Though it wasn't a woman or minority many had hoped for, area political gurus believe the conservative John Roberts could still change the constitutional balance of several key issues.
Political science Professor P.S. Ruckman says President Bush tonight said what was to be expected, especially his push for Roberts to be confirmed quickly.
Ruckman says Roberts' past ties to the president is typical for most Supreme Court picks.
However, the professor says it's too early to predict what ideologies could emerge from Roberts on the nation's top bench.
"You don't always get what you think you'll get, so I would say anyone who says they can expect this, this and this out of this person, they're dreaming more than anything else," Ruckman said.
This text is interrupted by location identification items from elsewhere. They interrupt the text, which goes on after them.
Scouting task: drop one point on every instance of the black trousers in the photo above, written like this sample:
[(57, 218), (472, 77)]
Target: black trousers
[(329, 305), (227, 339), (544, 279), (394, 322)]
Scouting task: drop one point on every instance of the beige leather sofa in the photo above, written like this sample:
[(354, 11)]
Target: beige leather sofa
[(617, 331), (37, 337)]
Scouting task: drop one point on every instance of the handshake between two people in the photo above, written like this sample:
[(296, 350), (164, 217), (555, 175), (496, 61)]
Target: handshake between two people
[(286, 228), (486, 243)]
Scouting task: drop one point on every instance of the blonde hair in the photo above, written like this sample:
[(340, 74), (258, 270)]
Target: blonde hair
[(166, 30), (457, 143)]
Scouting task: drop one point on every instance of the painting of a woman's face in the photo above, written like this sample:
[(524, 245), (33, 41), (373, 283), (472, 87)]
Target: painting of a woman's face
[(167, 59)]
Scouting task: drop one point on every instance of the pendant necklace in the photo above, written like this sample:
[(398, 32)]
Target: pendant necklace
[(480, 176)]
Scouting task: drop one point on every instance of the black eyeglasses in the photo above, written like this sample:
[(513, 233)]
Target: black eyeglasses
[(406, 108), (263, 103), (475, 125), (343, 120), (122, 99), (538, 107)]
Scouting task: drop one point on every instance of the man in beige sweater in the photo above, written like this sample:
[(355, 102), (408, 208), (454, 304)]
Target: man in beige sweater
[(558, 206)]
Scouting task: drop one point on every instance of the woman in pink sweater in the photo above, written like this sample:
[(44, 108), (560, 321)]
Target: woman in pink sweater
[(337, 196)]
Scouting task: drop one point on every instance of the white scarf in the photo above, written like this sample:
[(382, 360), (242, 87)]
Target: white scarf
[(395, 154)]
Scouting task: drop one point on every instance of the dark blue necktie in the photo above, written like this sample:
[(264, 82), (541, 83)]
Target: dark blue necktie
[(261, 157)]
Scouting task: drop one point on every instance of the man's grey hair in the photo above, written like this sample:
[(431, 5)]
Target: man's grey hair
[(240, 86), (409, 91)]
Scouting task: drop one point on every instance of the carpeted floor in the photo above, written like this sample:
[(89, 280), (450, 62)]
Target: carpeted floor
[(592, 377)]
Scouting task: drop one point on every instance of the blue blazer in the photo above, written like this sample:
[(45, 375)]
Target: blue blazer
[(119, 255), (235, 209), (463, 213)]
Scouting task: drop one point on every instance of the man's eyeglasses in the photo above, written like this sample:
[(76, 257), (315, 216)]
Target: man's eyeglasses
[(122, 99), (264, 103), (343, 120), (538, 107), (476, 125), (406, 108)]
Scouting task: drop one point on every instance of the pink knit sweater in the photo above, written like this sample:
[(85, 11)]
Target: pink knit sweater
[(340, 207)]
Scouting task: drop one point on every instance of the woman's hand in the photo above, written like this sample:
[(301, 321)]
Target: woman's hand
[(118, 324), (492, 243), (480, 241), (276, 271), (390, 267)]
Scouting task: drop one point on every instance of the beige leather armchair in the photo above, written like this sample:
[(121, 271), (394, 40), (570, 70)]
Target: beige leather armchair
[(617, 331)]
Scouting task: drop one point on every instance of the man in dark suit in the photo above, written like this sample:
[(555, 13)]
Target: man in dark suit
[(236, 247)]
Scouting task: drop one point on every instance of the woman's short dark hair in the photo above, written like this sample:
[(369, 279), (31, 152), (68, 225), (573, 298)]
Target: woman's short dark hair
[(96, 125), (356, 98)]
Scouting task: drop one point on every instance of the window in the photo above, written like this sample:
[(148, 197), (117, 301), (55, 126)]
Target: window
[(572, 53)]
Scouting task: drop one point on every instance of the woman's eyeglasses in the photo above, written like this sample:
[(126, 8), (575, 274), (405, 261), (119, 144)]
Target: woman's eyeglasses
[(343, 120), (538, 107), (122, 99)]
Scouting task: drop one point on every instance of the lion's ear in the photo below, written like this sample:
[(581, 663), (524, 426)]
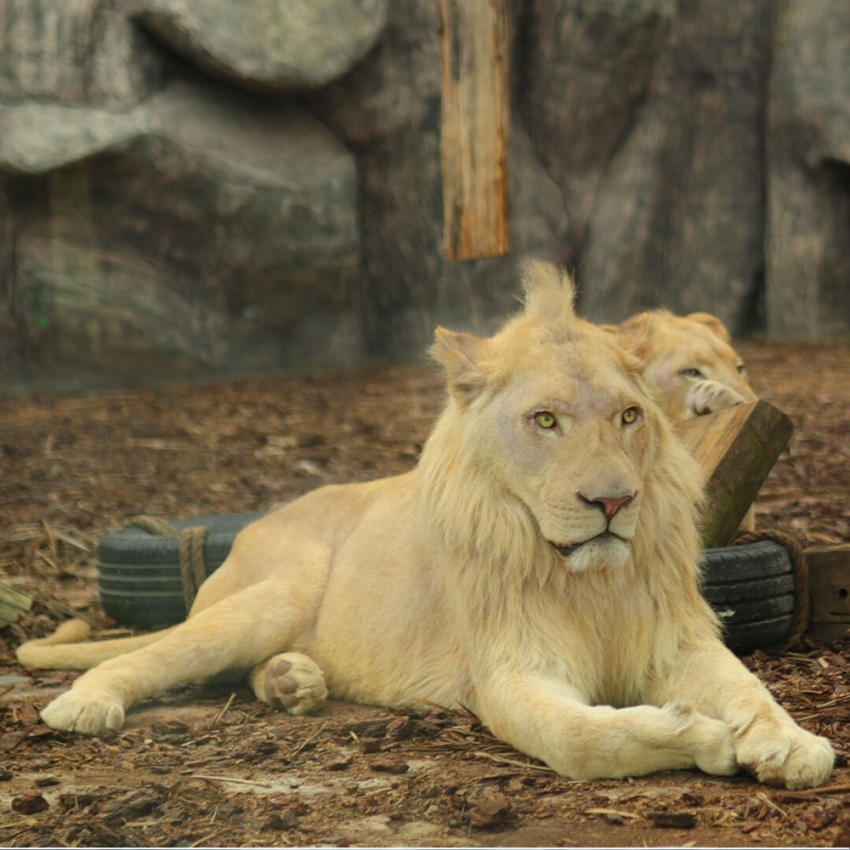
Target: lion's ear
[(462, 356), (712, 323), (549, 292)]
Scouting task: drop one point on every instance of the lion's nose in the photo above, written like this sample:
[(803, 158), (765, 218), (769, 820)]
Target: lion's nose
[(609, 505)]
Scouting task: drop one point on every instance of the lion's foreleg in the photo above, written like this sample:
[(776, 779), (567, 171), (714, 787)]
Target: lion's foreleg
[(768, 743), (543, 718), (234, 634), (63, 651)]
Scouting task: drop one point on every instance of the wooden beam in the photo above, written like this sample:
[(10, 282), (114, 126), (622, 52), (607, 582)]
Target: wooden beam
[(474, 47), (736, 449), (829, 585)]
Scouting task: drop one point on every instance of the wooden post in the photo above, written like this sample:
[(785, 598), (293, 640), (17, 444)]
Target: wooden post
[(829, 584), (475, 115), (736, 449)]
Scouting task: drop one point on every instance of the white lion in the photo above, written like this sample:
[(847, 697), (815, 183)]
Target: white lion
[(688, 363), (539, 567)]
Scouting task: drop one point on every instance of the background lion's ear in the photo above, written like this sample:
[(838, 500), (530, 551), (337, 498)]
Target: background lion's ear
[(548, 292), (462, 355), (712, 323)]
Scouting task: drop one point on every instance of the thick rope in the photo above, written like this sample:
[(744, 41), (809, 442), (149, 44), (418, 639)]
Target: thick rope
[(193, 570), (800, 572)]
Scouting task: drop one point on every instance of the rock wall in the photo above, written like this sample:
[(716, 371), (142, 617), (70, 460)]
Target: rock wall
[(203, 189)]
The professor says if Roberts is voted in, the conservative could face a lot of heat from democrats, especially since Roberts could swing several key issues, like abortion, affirmative action and eminent domain.
"There’s certainly going to be controversy about the Republican Party, and his evident conservative politics. There's also going to be a line of criticism that's focused on the fact that he's still another federal judge and that the court is already stacked with those kinds of people," Ruckman said.
Ruckman says Supreme Court picks have been voted in by congress 81 percent of the time.
However, the senate can postpone a vote for a Supreme Court nominee, and see that nominee withdrawn from consideration.
That last happened during the Reagan administration.
Before Sandra Day O’Connor retired, the Supreme Court nine justices were together 11 years, the longest in U.S. history.